Most likely it is the above change interacting with this patch when
they are both combined in the merge:

commit 92e2bd56a5f9fc44313fda802a43a63cc2a9c8f6
Author: Vasant Hegde <vasant.hegde@xxxxxxx>
Date: Thu Sep 21 09:21:45 2023 +0000

iommu/amd: Introduce iommu_dev_data.flags to track device capabilities

@@ -2471,7 +2481,7 @@ static int amd_iommu_def_domain_type(struct device *dev)
* and require remapping.
* - SNP is enabled, because it prohibits DTE[Mode]=0.
*/
- if (dev_data->iommu_v2 &&
+ if (pdev_pasid_supported(dev_data) &&
!cc_platform_has(CC_ATTR_MEM_ENCRYPT) &&
!amd_iommu_snp_en) {
return IOMMU_DOMAIN_IDENTITY;

Which, IIRC, was intended to be temporary to work around limitations
in the DTE programming logic within the driver. Previously iommu_v2 as
a module option that Eric probably doesn't set, I guess.

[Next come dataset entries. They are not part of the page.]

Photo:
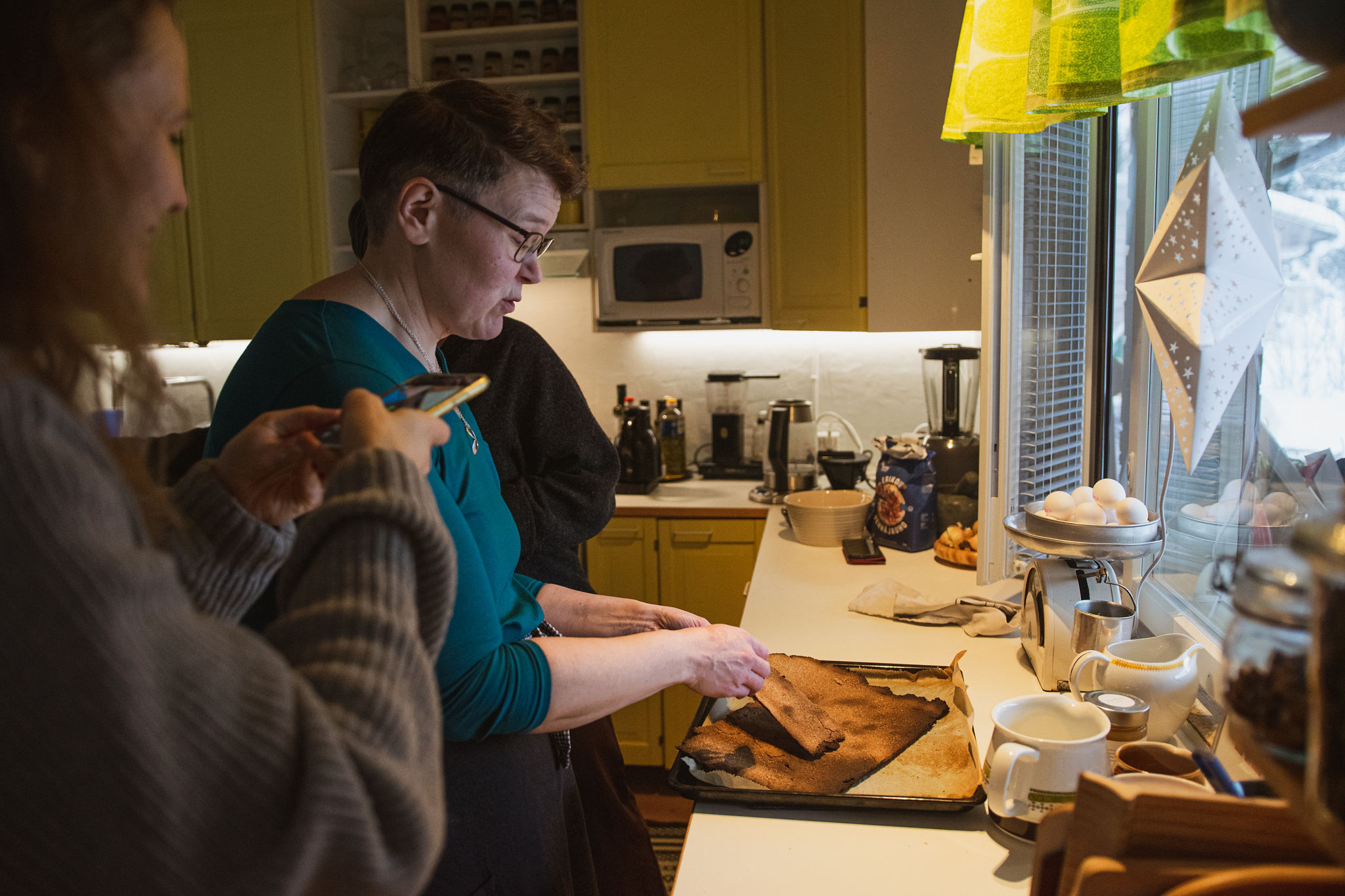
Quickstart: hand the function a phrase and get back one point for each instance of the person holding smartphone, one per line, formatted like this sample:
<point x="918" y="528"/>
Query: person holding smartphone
<point x="152" y="746"/>
<point x="460" y="184"/>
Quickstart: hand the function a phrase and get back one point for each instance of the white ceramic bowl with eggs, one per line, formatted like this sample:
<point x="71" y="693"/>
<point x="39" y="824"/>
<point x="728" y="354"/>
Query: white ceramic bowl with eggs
<point x="825" y="517"/>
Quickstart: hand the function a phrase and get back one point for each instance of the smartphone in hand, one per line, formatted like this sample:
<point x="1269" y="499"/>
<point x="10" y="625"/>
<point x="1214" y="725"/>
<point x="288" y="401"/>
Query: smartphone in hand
<point x="436" y="394"/>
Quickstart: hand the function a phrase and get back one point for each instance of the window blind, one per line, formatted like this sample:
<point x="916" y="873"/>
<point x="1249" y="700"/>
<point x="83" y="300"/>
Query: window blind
<point x="1049" y="313"/>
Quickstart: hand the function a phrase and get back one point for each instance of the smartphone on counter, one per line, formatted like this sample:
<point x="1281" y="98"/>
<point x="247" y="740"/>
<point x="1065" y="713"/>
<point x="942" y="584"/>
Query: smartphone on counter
<point x="862" y="551"/>
<point x="436" y="394"/>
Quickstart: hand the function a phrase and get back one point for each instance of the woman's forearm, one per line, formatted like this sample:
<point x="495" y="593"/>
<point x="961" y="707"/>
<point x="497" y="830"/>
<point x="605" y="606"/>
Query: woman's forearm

The below will probably make it boot, but Vasant should check what
happens if PASID is eventually attached too.

diff --git a/drivers/iommu/amd/iommu.c b/drivers/iommu/amd/iommu.c
index d35c1b8c8e65ce..f3da6a5b6cb1cb 100644
--- a/drivers/iommu/amd/iommu.c
+++ b/drivers/iommu/amd/iommu.c
@@ -2758,11 +2758,16 @@ static int amd_iommu_def_domain_type(struct device *dev)
* and require remapping.
* - SNP is enabled, because it prohibits DTE[Mode]=0.
*/
- if (pdev_pasid_supported(dev_data) &&
- !cc_platform_has(CC_ATTR_MEM_ENCRYPT) &&
- !amd_iommu_snp_en) {
+ if (!cc_platform_has(CC_ATTR_MEM_ENCRYPT) && !amd_iommu_snp_en)
+ return IOMMU_DOMAIN_IDENTITY;
+
+ /*
+ * For now driver limitations prevent enabling PASID as a paging domain
+ * on the RID together.
+ */
+ if (dev_is_pci(dev) && !to_pci_dev(dev)->untrusted &&
+ pdev_pasid_supported(dev_data))
return IOMMU_DOMAIN_IDENTITY;
- }

return 0;
}

Jason